MyPlate is a nutrition platform that offers tips to help families work toward a healthier eating style. According to MyPlate, older adults should begin any change in their diet by making small shifts in food and beverage choices to improve their overall eating pattern, and then continue to build on them.

As a health professional specializing in senior care, I rely heavily on MyPlate to help shape nutrition plans for our residents. The most crucial tips to follow to help reduce the amount of sodium you eat and drink daily includes:


  • Use the Nutrition Facts label to compare the sodium in packaged foods and beverages;

  • Buy low-sodium, reduced sodium, or no-salt-added products;

  • Look for fresh, frozen, or canned vegetables without added sauces or seasonings;

  • Choose fresh or frozen poultry, seafood, and lean meats instead of prepared or ready-to-eat products;

  • Cook more often at home to control the sodium in your food; and

  • Add herbs and spices instead of salt to recipes and dishes- spices like oregano, rosemary and thyme can help you eliminate the excessive use of sodium, while enhancing a delicious dish.

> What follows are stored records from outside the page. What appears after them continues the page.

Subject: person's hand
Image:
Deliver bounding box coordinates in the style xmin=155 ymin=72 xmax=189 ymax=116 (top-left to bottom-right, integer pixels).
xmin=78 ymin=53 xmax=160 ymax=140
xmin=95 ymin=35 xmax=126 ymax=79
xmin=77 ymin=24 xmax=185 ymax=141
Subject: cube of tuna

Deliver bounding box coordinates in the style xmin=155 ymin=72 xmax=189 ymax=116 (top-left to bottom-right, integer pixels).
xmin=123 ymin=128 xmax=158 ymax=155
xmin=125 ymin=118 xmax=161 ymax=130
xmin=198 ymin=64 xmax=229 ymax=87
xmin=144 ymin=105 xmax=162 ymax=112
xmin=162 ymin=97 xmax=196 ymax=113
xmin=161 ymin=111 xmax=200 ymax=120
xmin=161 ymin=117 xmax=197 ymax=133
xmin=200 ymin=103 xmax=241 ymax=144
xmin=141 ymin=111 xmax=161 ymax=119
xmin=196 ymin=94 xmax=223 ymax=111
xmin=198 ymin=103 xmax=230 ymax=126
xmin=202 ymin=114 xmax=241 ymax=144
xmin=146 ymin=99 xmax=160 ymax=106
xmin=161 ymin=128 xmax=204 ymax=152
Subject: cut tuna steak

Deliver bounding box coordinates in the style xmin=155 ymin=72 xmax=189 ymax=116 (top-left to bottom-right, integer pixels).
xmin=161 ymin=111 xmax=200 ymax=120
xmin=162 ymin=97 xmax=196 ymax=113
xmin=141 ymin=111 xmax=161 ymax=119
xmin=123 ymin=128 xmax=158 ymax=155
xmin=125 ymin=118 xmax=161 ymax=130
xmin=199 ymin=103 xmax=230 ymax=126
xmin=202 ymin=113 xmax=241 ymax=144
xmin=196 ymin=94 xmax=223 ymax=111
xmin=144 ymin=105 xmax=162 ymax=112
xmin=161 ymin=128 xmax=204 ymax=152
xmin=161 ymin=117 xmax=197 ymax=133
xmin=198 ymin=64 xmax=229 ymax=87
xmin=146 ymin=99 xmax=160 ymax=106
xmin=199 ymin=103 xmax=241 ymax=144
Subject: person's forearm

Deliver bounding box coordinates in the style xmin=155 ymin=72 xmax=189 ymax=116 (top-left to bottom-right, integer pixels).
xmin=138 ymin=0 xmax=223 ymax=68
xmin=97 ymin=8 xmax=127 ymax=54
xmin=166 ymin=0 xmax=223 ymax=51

  • If you need inspiration for healthy meals that follow the new guidelines, check out my roundup of the most popular recipes for each MyPlate category that makes cooking with these guidelines simple and delicious.


Remember as we age, so do our taste buds and the effects are especially noticeable when seniors are coping with Alzheimer’s disease. While it’s okay to have a treat once in a while, in order to protect your loved ones from unhealthy levels of sodium, make sure you are incorporating fresh produce and encouraging plenty of hydration. Get creative, read nutrition labels closely and stay positive.